Opinion | Lin-Manuel, Luis Miranda: How to help Puerto Rico after Hurricane Fiona

Lin-Manuel Miranda is the creator of Hamilton and In The Heights. His father, Luis A. Miranda Jr., is a philanthropist and political strategist.

Much of Puerto Rico is without power due to Hurricane Fiona, which slammed into the island on Sunday, dumping more than two feet of rain in some places, causing mudslides and destroying homes. The storm came almost exactly five years to the day that Hurricane Maria brought unprecedented devastation to the archipelago in 2017.

For many Puerto Ricans, there is an understandable “here we go again” fear. Maria is known to have left more than $90 billion in damage, causing nearly 3,000 deaths and the longest power outage in US history. Some cities waited about 11 months to regain power. Had this type of disaster happened on the US mainland, the appalling lack of federal response in 2017 would have been unthinkable.

The way back was long and challenging. Only about $25 billion of the nearly $80 billion approved by Congress after Maria ever made it to the island. Emergency authorities were slow to step in. The entire federal response was summed up by Donald Trump, who came briefly to the island and casually tossed rolls of paper towels to a crowd of Guaynabo residents.

Maria was followed in quick succession by earthquakes in 2019, slowing recovery, and of course the Covid-19 pandemic in 2020. Five years later, the power grid is still paralyzed and delivering unreliable power, stalling growth for both large and small businesses. One thing is certain: more help is needed to support entrepreneurs and nonprofits.

But the federal government’s clumsy response had a silver lining: it spawned new partnerships and creative ways of doing business. In community after community, we have seen Puerto Rico’s nonprofit organizations rise to the challenge of rebuilding the archipelago in a more sustainable and equitable way. Our family has worked with the Hispanic Federation, a Latino affiliate in the United States that has invested more than $50 million in Puerto Rico’s recovery and funded 140 nonprofit organizations.

Federally recognized health centers, which serve hundreds of thousands of mostly low-income Puerto Rico residents each year, were beacons of hope in the weeks after Maria, often becoming a gathering place for people to meet, charge their phones and store temperature-sensitive medication. A number of non-profit organizations have joined forces after Maria to provide solar power to 16 clinics and stabilize supplies for future disasters. One of the centers is the Orocovis emergency room in the mountains of central Puerto Rico, which Fiona kept operational when other facilities lost power.

Maria also destroyed about 80 percent of the island’s coffee trees. Coffee is central to Puerto Rico’s cultural and economic identity; it feeds many families running multi-generational smallholder farms. So we set out to revitalize this sector by bringing philanthropy and business together to help.

A coalition that included Nespresso, Starbucks and the Rockefeller Foundation, among others, came together to distribute 2 million climate-resilient coffee seedlings to more than 1,100 farmers. According to a 2017 agricultural census, 67 percent of coffee farms on the island are considered small businesses, generating less than $10,000 in revenue that year. Thanks to this kind of collaboration – and the leadership of local farming organizations and the hard work of the coffee farmers themselves – Coffee production on the island today surpassed pre-Hurricane Maria levels.
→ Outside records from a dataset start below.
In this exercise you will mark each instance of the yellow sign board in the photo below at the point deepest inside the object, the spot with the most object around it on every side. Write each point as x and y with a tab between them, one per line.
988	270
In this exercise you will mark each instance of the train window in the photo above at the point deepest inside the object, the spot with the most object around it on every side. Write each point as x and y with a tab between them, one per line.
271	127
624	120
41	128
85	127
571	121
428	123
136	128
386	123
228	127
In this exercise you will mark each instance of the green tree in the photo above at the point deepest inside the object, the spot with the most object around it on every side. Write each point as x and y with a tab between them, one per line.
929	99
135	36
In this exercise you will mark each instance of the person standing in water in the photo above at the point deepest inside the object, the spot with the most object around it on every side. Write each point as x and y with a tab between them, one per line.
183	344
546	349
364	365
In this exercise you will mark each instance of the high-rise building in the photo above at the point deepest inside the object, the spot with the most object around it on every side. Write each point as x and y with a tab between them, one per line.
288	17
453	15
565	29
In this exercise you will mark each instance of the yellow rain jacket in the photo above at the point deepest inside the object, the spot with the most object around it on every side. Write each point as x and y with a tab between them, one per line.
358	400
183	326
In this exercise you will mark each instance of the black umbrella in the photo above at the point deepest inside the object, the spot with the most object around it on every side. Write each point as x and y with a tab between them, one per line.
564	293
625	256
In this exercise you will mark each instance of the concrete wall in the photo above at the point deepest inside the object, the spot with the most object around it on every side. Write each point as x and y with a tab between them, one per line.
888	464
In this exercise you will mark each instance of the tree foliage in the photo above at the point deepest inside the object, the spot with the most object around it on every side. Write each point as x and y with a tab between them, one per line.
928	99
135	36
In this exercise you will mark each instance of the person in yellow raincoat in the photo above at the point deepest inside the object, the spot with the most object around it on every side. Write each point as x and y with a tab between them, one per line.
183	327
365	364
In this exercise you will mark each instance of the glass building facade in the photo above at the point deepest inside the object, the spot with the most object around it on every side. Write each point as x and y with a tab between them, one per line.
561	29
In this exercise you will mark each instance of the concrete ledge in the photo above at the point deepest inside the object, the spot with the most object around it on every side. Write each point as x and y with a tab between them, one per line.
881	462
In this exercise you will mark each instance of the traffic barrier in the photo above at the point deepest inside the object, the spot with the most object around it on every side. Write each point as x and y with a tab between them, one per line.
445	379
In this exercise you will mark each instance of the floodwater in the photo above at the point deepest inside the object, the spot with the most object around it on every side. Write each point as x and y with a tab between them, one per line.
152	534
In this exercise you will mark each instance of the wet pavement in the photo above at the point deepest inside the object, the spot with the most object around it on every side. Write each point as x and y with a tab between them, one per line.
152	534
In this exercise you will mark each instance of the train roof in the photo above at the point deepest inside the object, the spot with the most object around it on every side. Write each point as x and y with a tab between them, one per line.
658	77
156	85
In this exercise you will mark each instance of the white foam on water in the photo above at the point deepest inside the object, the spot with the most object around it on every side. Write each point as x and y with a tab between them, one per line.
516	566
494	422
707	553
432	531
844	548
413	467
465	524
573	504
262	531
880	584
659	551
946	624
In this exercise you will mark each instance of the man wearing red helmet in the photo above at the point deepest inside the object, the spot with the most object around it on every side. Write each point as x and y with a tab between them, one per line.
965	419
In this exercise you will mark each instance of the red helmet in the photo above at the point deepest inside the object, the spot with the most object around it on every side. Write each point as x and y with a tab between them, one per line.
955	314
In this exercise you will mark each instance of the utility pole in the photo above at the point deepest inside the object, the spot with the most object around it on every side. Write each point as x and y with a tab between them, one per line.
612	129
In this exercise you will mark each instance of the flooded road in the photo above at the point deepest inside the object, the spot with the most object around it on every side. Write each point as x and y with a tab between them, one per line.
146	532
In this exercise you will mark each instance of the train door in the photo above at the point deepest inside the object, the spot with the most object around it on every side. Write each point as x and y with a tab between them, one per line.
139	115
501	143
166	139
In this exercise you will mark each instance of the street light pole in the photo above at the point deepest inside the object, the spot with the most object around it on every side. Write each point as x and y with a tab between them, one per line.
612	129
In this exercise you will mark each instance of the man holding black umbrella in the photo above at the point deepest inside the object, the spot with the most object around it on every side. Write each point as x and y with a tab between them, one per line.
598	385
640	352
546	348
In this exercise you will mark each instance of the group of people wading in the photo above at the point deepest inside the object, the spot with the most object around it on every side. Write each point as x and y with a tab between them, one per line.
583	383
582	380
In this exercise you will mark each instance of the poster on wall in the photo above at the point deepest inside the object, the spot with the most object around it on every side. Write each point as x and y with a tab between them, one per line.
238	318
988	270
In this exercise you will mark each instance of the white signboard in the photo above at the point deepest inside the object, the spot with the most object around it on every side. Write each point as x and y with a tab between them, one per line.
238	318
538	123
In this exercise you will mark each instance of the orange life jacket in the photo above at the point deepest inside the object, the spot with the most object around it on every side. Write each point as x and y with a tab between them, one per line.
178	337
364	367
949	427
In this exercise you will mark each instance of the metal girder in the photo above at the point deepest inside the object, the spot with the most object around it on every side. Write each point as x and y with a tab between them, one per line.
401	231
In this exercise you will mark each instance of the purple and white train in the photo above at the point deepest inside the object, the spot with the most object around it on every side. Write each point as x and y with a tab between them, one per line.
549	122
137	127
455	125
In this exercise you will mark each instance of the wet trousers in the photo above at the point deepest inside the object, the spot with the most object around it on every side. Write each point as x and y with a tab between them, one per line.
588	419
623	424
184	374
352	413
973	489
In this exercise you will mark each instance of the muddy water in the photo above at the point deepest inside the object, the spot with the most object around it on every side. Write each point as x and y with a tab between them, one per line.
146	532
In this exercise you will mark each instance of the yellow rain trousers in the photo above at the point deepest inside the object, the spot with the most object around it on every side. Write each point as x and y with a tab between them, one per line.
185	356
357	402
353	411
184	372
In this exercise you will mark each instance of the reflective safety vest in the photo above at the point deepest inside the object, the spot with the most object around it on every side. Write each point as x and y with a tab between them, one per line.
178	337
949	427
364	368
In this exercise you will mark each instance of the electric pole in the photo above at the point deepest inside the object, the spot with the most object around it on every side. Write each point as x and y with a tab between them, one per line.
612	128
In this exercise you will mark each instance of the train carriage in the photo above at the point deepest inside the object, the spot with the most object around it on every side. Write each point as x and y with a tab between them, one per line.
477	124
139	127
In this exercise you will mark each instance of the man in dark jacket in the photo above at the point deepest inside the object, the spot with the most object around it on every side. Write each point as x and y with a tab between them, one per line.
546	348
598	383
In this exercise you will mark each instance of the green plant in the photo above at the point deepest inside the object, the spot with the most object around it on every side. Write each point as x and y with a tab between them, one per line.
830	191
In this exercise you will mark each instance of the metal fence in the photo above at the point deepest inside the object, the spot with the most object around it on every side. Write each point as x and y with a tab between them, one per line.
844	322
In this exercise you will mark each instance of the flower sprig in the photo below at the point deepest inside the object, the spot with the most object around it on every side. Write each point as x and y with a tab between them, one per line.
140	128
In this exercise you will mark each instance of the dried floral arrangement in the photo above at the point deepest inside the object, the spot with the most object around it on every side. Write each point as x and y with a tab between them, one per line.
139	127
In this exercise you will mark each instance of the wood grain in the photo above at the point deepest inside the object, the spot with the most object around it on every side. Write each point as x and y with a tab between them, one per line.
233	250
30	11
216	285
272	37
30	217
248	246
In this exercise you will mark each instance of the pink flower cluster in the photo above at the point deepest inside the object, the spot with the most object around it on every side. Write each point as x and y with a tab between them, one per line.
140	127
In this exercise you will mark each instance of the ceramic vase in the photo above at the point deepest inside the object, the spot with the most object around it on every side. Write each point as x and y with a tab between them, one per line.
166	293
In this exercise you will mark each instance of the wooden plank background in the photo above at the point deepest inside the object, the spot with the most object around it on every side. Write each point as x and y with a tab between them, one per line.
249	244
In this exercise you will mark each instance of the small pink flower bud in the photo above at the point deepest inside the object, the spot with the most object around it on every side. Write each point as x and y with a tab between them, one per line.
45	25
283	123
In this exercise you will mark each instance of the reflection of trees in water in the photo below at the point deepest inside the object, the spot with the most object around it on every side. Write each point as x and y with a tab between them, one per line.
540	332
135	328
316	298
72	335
Harder to get back up have been the island’s arts and culture groups, which are always beaten by natural disasters – and are often the last to be revived. The Flamboyan Arts Fund enabled direct support to 541 artists and 106 arts organizations, including museums, theaters, arts education programs and concert venues. The fund is behind the largest private investment in the arts in recent history and has supported many organizations after Maria damaged their facilities and deprived them of revenue in the months that followed. A typical grant went to the Museo de las Americas in San Juan, which went without power for more than 80 days after Maria, causing extensive damage to an important exhibit on Taínos and other indigenous groups. The grant enabled the museum to restore artifacts and reopen a comprehensive exhibition to the public.
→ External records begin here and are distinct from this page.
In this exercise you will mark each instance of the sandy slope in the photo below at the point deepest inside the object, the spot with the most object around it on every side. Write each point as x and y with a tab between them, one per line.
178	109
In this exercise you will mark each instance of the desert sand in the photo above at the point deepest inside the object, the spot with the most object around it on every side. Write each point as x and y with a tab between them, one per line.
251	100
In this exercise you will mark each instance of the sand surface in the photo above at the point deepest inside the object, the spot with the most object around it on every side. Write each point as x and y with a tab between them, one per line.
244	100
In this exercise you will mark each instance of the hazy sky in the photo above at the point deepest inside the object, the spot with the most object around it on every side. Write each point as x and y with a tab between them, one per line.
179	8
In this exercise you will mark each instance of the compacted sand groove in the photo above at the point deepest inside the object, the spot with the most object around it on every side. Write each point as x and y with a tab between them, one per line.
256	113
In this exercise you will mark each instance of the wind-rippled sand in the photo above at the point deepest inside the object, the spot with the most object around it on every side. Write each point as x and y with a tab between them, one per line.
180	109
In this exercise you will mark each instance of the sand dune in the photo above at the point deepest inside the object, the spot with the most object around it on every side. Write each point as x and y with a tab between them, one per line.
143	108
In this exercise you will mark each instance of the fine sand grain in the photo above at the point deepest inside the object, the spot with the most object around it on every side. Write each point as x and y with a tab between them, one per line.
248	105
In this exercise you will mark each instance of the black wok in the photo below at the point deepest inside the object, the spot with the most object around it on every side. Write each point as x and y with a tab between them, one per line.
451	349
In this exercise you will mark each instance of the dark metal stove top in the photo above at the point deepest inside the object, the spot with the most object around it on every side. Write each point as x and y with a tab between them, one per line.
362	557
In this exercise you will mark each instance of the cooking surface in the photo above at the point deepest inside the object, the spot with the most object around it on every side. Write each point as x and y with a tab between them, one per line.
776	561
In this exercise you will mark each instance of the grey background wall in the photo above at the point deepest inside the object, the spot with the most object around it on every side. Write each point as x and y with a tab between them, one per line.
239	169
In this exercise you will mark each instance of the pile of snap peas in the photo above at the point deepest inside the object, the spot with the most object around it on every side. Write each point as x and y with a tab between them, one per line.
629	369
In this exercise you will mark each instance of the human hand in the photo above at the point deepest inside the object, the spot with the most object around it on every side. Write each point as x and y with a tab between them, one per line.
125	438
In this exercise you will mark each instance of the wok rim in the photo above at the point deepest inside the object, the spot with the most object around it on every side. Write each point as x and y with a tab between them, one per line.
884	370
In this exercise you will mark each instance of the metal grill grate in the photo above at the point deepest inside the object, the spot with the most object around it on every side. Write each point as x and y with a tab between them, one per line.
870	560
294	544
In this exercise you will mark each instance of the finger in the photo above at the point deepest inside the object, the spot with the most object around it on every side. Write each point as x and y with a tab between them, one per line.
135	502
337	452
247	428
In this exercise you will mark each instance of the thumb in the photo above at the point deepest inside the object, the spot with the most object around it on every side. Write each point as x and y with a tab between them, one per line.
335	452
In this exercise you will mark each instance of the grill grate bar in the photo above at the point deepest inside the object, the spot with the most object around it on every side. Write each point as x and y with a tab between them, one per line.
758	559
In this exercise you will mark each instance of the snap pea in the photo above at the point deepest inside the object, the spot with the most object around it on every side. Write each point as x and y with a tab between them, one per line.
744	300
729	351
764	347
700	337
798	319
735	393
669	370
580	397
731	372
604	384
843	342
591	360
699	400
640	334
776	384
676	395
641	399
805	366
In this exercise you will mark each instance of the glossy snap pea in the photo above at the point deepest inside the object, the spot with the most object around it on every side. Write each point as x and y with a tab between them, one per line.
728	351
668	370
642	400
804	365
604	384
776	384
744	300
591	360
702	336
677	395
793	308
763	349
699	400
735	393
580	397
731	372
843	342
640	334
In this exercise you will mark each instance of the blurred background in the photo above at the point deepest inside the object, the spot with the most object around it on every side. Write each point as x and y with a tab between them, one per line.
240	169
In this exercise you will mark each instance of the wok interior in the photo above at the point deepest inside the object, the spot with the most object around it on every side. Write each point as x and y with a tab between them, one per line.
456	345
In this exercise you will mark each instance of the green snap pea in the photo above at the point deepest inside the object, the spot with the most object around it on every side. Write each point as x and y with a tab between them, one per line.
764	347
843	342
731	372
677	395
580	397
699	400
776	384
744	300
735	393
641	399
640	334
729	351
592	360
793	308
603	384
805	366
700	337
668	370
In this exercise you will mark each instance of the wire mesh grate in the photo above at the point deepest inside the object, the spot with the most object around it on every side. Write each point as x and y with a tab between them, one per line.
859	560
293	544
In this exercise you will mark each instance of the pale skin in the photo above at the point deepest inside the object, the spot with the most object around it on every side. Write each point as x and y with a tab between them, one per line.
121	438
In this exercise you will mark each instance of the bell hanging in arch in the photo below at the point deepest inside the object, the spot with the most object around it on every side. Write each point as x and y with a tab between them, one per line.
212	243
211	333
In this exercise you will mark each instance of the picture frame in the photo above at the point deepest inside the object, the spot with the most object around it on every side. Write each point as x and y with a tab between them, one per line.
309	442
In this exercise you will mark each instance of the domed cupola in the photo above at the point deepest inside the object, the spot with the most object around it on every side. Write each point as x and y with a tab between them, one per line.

All of these groups need help again after Fiona struck. The two storms remind us that Puerto Rico is in a state of increasing vulnerability. Resolving the energy crisis, the impact of climate change and the ongoing migration off the island are essential priorities for both the citizens of this island and the nation to which it belongs. Nonprofits cannot address these issues alone, but they can play a critical role in creating accessible healthcare, supporting the arts and innovating in agriculture to improve farmers’ lives.

We call on all of our partners in philanthropy, business and the arts to join our family and make direct investments in Puerto Rico.